Food for Thought
I consider myself a Texan, not a native but a Texan nonetheless. Like the saying goes, I wasn’t born here but I got here as soon as I could.
As an Air Force brat we lived all over the world until we came to Texas when I started high school. Even before that we would visit my grandparents at their ranch in Poteet, enjoying the annual Strawberry Festival, eating cheesy Tex-Mex combo platters at the diner in town and drinking cold Big Reds from grandma’s fridge.
Of course, once we moved here I never really wanted to live anywhere else. There are just so many things to love about the Lone Star State and chief among them is food.
Of course, once we moved here I never really wanted to live anywhere else. There are just so many things to love about the Lone Star State and chief among them is food. Big thick steaks, San Antonio puffy tacos, Frito chili pie (eaten right out of the bag of chips with a plastic spork), a bowl of red, buttermilk biscuits with cream gravy and big pieces of sausage, cornbread spread with jalapeño jelly, pecan crusted snapper fresh from the Gulf Coast, deep fried funky fair foods, King Ranch casserole, just a simple handmade tortilla with butter. I could go on and on, but if you’re a Texan you know what I’m talking about. Yes you do.
So maybe you weren’t born here, but you’d still like to lay claim to being a Texan. There are a couple of things you need to have, like at least one pair of cowboy boots and an occasional hankering for a cold long neck. And, you need to be able to answer these food questions. Correctly. Ready?
The Official Are You a Real Texan Food Quiz
Question No. 1: Do you eat Tex-Mex for breakfast?
Congratulations! I’m sure you answered yes to this as any real Texan will eat Tex-Mex three times a day if it’s on the menu.
And I don’t mean just a ubiquitous breakfast taco; I mean a full meal of cheesy enchiladas with a fried egg on top with rice and refried beans. I mean hitting up that barely-health-department-legal taco truck on the way to work for tortillas loaded with barbacoa or carnitas and maybe some chili con queso drizzled on top.

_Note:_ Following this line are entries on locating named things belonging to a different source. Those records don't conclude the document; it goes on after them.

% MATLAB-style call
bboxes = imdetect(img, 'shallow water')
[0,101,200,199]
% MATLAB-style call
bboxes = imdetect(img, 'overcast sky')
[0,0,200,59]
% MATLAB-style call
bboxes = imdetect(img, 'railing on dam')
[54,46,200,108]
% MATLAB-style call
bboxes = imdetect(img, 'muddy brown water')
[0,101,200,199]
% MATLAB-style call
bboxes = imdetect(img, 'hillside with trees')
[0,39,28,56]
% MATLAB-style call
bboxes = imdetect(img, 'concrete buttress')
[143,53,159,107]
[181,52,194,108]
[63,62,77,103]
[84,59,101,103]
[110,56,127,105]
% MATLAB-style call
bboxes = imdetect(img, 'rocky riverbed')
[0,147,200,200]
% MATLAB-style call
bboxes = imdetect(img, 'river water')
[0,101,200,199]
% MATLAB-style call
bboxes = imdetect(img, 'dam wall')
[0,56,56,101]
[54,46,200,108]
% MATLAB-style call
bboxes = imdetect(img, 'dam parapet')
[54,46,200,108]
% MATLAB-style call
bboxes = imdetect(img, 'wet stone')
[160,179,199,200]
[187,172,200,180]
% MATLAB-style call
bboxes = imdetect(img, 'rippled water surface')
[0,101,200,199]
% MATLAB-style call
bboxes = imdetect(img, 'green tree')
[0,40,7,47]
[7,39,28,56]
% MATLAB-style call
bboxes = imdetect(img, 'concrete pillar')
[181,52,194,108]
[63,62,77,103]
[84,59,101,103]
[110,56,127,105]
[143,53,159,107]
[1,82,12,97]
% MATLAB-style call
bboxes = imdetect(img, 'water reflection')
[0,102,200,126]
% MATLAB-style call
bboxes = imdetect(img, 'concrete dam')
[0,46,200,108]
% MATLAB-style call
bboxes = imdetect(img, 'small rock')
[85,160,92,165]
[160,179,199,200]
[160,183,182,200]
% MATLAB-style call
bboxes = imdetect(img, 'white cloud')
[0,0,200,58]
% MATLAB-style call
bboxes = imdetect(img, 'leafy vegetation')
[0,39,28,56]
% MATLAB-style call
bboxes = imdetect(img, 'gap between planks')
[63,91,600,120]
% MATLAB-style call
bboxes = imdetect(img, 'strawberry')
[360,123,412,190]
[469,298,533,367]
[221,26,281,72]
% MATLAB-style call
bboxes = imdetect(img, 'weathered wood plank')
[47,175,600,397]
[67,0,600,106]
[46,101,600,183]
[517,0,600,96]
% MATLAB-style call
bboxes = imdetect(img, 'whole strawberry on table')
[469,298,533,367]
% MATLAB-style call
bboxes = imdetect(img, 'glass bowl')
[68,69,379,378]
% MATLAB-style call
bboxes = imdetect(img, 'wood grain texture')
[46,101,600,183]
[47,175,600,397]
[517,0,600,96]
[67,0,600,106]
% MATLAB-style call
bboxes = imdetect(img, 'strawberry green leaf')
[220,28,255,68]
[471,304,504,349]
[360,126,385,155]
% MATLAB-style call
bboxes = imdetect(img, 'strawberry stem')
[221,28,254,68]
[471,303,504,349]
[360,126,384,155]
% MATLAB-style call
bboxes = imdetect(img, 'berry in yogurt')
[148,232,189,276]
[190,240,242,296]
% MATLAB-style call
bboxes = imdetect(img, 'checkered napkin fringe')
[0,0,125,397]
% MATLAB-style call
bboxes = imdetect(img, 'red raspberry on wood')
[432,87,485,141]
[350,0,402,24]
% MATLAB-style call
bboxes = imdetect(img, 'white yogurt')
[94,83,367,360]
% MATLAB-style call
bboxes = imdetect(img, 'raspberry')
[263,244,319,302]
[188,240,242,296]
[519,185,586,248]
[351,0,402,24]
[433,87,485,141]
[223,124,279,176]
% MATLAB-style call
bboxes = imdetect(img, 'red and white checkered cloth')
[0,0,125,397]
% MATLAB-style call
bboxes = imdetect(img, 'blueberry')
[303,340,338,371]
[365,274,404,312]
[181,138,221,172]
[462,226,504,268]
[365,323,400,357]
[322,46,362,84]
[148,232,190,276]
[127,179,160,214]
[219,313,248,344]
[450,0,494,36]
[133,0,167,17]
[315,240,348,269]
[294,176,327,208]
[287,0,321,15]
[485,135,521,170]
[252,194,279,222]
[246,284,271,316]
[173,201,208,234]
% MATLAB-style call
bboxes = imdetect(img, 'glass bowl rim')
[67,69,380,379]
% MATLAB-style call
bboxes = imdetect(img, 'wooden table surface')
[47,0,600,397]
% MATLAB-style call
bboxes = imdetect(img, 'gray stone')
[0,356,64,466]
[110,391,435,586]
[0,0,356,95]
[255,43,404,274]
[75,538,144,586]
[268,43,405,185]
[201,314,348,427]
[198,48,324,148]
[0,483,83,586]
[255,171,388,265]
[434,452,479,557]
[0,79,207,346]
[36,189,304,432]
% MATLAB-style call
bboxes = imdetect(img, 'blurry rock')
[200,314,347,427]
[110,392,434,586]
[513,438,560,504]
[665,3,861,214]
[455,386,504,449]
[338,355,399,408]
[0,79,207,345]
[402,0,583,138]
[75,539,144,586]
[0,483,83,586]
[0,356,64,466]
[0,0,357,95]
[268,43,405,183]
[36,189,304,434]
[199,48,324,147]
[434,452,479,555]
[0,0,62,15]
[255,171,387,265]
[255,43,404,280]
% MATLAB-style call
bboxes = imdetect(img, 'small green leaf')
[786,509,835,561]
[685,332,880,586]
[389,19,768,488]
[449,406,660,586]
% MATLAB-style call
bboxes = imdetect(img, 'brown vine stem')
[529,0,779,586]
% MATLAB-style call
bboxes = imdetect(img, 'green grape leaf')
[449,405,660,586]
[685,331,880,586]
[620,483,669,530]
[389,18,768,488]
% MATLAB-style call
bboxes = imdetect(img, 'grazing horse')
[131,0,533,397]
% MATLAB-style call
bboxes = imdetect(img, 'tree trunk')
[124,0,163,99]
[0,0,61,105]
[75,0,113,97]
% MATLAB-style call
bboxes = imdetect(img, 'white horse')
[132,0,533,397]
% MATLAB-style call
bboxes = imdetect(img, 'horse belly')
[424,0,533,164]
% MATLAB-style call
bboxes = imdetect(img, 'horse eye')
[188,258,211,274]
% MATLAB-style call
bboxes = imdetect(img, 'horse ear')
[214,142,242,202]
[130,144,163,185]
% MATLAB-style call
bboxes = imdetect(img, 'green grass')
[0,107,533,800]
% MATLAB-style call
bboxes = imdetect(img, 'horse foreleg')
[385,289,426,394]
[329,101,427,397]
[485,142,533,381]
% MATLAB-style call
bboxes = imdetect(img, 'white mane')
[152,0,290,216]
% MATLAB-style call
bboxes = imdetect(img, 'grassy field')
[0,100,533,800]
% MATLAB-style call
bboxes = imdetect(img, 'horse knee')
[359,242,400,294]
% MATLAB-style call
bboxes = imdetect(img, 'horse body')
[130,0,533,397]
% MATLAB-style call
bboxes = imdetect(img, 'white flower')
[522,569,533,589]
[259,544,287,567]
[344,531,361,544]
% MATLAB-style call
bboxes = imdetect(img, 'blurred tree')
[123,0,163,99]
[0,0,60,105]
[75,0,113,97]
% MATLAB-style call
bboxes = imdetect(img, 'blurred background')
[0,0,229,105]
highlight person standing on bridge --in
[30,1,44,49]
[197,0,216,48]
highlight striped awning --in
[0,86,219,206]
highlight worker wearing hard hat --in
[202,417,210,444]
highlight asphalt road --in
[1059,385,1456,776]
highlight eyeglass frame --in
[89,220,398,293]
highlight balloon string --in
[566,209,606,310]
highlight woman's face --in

Or, my personal favorite, pulling those leftovers from last night’s La Mexicana meal out of the fridge and dumping some beans and rice and mole into a coffee cup and heating it up in the microwave. Now that’s a breakfast of Texas champions.
Question No. 2: Do you put ketchup on your hamburger?
I really hope you got this one right because I think it’s only transplanted Yankees who eat a juicy burger with ketchup. I swear I remember a time when Sonic drive-ins didn’t even offer ketchup on their burgers. They only offer it as an option now because of the afore-mentioned influx of Yankees.
The correct answer, of course, is “Hell no, I only eat mustard on my hamburgers!”
And no fancy-pants Grey Poupon, just plain old yellow mustard. If you got this one right, proceed to the next question.
Question No. 3: Sauce or no sauce on your barbecue?
Ding, ding, ding! Of course you want sauce on that beef brisket. And you know you want beef barbecue and not pulled pork, because that’s an eastern thang.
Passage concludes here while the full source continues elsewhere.